WASHINGTON — House lawmakers are assessing proposals to revamp the federally backed student-loan market, a move that could lead to private lenders being cut out of the marketplace.
A House Education and Labor Committee hearing held Thursday focused on possible changes to the student loan market, where one major option proposed by the Obama administration is for the U.S. Education Department to become the main provider of student loans.
"Students shouldn't have to worry whether the roller coaster fluctuations of the financial markets will hurt their college opportunities," said Rep. George Miller, D-Calif., the chairman of the committee.
The proposal to reduce private participation in the student loan market was a major component of President Barack Obama's budget request. According to the nonpartisan Congressional Budget Office, the policy change could save taxpayers $94 billion over the next decade. That money would then be reinvested in federal grants for lower-income students to help offset the cost of going to college.
However, opponents of the plan are contesting the legitimacy of the savings amount. Ohio University economics professor Richard Vedder, testifying before the panel, said the CBO estimate did not take into account additional administrative costs.
When pressed by Rep. Robert Andrews, D-N.J., on whether he was sure his statement was correct, Vedder responded in a brief gripe, "I'm not sure what I said is right; neither are you."
Vedder said lawmakers should look at ways to reduce the cost of education by addressing the admission fees charged by institutions.
Among others who testified before the committee were Bob Shireman, deputy undersecretary at the Department of Education and Obama's point man in leading the push on student lending changes, along with Jack Remondi, chief financial officer for the nation's largest student lender, SLM Corp., known as Sallie Mae.
Remondi outlined a plan drafted by Sallie Mae that he said enhances the ideas proposed by the Obama administration. Remondi said Sallie Mae supports Obama's goal and is not trying to preserve lender subsidies, which are paid to lenders by the government for supplying loans to students. Under Obama's plan, those subsidies would be shifted from lenders and used to increase federal grants.
Nonetheless, Sallie Mae's plan includes allowing lenders to continue supplying loans if they meet Education Department criteria, and to allow schools to choose its loan-delivery system, among other solutions proposed.
On the other hand, Shireman highlighted components of Obama's plan that would leverage competition among private firms by providing lenders that do a better job of handling default prevention and customer satisfaction with an increased share of the federal student-loan portfolio to service. "Conversely, those firms that are less adept will have a smaller share of that portfolio to service over time," he said.
While the loans would still be provided directly by the government, the rates paid to lenders for handling collection services would be similar to existing rates, Shireman said after the hearing.
Other concerns raised at the hearing dealt with the cost of implementing Obama's plan, which is referred to as direct loans. Opponents say transitional and additional administrative costs for colleges are likely to lead to delay of loan disbursements, along with other unforeseen issues.

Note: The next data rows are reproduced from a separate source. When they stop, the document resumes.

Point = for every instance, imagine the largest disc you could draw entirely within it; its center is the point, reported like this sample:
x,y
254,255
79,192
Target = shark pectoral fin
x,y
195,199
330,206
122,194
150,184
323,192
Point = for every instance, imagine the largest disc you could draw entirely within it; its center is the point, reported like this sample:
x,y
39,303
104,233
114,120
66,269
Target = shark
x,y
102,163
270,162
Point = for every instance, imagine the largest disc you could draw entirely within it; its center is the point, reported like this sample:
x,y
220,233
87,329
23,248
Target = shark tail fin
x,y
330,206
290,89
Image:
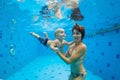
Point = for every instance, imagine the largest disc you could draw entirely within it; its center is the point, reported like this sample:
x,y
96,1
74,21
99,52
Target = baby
x,y
56,44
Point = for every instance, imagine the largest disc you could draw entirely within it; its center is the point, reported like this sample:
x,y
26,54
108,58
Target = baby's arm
x,y
53,45
69,43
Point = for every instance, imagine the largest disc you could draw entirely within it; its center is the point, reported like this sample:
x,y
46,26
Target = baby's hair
x,y
57,31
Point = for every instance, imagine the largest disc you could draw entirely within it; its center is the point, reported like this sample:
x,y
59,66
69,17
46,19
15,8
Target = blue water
x,y
30,60
47,68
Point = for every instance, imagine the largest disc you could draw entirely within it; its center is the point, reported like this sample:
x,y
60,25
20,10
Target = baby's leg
x,y
34,34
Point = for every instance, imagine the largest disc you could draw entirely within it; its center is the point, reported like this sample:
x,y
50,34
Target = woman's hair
x,y
79,29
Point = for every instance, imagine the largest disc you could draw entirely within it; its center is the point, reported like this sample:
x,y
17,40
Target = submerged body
x,y
76,54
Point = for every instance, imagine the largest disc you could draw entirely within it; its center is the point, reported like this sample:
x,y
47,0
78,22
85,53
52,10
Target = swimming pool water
x,y
47,68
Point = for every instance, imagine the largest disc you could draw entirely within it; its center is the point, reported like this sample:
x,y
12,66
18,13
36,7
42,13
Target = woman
x,y
76,54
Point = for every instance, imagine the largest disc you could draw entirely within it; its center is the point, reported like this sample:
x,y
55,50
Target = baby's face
x,y
61,34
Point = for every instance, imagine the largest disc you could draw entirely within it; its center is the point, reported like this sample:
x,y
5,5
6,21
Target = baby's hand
x,y
55,49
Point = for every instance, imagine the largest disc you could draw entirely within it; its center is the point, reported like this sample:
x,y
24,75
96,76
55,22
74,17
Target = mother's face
x,y
76,35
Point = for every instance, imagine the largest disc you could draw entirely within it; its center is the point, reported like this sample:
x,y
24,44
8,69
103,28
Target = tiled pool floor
x,y
47,68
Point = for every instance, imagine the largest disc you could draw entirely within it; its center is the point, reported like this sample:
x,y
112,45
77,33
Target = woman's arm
x,y
74,56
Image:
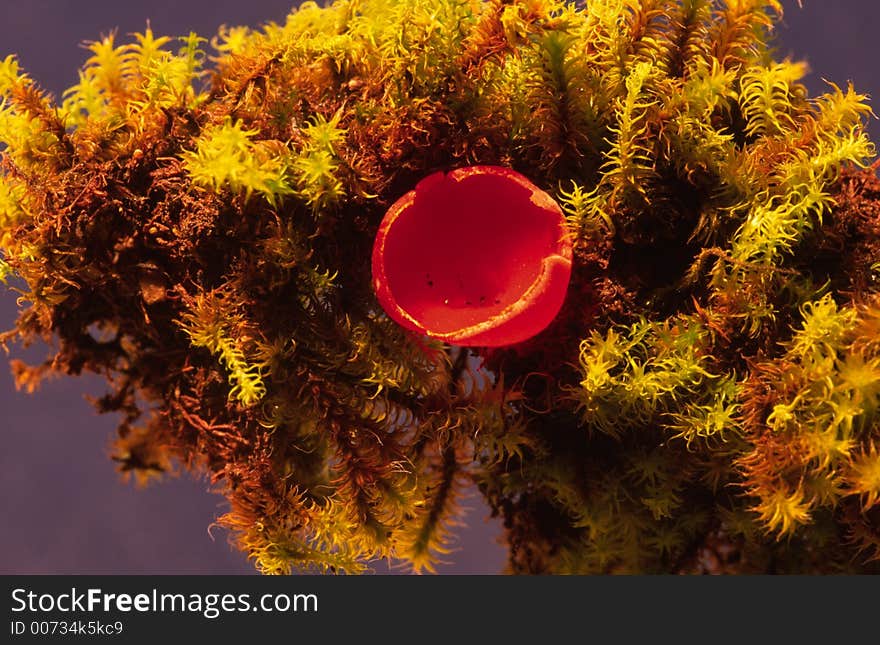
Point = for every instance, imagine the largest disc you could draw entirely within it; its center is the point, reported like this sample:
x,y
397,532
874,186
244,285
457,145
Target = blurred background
x,y
64,508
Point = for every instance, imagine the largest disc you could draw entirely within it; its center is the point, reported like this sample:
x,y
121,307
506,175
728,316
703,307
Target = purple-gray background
x,y
63,508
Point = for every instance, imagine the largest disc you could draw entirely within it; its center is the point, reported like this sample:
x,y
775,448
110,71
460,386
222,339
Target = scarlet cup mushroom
x,y
477,256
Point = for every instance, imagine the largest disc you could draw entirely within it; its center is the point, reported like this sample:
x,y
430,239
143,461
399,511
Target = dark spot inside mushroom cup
x,y
478,256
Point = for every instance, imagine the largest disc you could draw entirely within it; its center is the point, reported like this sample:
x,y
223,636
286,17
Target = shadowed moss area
x,y
194,220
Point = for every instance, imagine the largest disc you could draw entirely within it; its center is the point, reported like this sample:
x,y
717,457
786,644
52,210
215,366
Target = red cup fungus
x,y
477,256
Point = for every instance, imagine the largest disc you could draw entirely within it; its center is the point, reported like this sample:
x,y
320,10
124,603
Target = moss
x,y
706,400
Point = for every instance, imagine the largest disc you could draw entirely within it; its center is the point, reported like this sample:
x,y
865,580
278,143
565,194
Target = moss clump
x,y
706,400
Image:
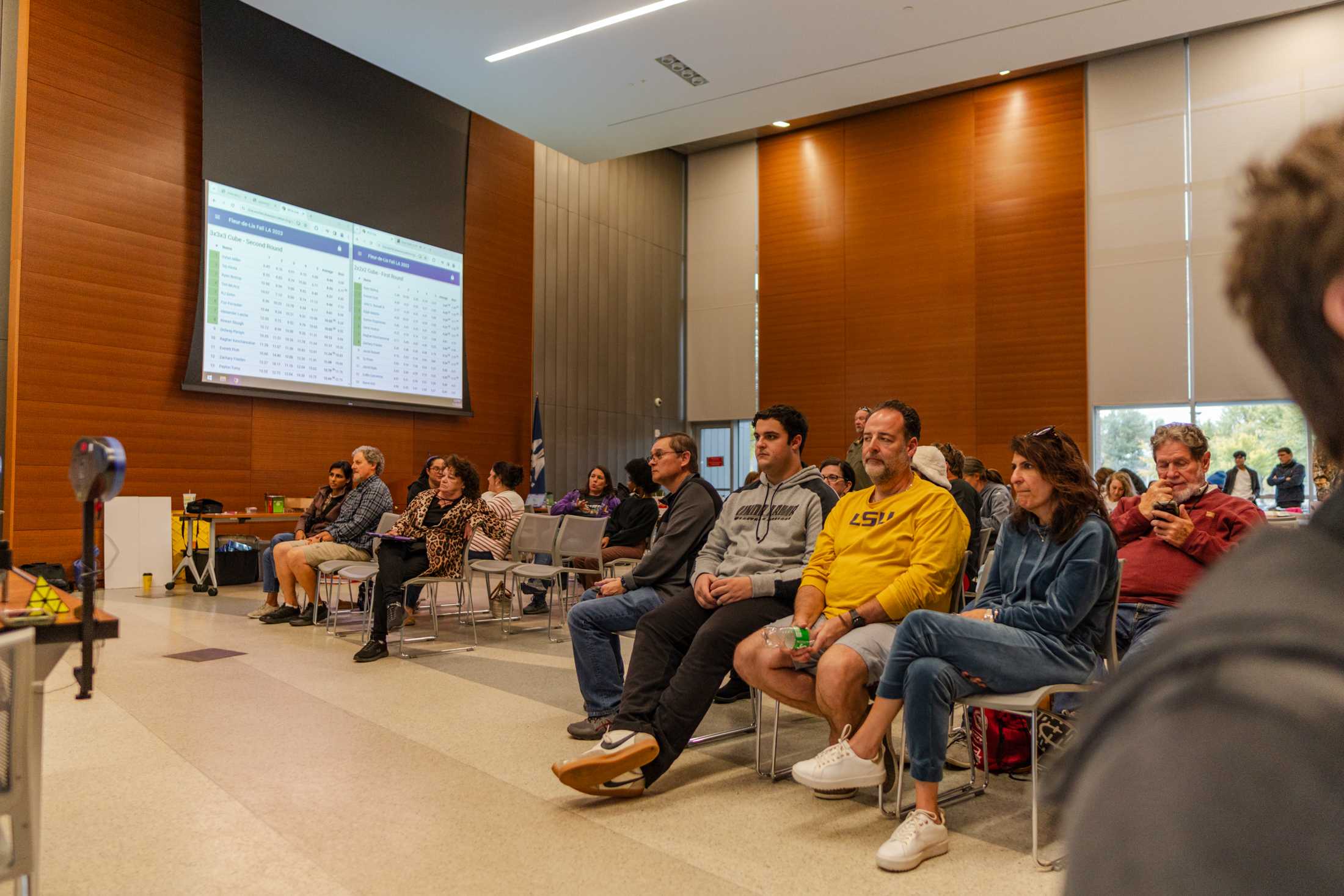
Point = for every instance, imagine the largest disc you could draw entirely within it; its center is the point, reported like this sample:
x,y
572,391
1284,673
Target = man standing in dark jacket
x,y
745,577
1242,481
965,494
1287,480
617,605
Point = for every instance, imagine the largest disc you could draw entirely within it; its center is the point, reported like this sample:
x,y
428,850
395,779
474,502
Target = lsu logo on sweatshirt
x,y
871,517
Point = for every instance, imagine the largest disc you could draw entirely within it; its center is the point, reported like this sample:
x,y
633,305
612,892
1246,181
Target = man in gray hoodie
x,y
617,605
745,577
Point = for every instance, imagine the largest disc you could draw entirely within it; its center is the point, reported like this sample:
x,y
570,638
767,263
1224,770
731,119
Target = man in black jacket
x,y
1242,481
1251,680
1287,480
617,605
964,492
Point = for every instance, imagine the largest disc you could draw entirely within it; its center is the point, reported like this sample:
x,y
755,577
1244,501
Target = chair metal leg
x,y
773,774
949,797
731,732
1035,810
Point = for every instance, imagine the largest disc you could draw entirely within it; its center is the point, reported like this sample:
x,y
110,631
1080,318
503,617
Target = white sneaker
x,y
918,837
838,769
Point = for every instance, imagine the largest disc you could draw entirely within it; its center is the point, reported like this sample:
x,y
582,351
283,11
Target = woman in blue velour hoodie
x,y
1039,621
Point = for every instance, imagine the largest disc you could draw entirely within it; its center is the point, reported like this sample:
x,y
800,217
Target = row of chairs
x,y
566,541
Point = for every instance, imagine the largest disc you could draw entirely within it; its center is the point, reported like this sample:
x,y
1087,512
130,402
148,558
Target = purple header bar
x,y
406,266
280,233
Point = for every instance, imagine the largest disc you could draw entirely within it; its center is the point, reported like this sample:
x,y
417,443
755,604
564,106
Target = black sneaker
x,y
307,617
889,763
733,691
284,613
375,649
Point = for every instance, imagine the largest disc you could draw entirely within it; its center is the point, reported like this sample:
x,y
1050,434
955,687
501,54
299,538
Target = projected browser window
x,y
305,302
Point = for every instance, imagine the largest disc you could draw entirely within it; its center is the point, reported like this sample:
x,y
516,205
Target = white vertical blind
x,y
1136,227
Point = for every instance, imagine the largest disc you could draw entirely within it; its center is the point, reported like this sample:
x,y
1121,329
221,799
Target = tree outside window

However, Anna Griswold, executive director of Pennsylvania State University's Office of Student Aid, said her university incurred hardly any costs when it implemented its Federal Direct Loan Program in March 2008.
"We did not hire additional staff to covert to direct lending and the cost to convert was within normal budgetary costs required for any adjustments that schools make when regulations change," Griswold said in testimony before the committee.
Still, Republican lawmakers on the panel expressed concern that implementation of Obama's plan would push private lenders out of the equation, tilting market competitiveness in favor of public entities.
"Instead of trying to keep private capital and innovation out of student lending permanently, perhaps we should be looking for ways to bring it back," said Rep. Howard McKeon, the California Republican who is also a ranking member on the panel, alluding to the current credit crisis.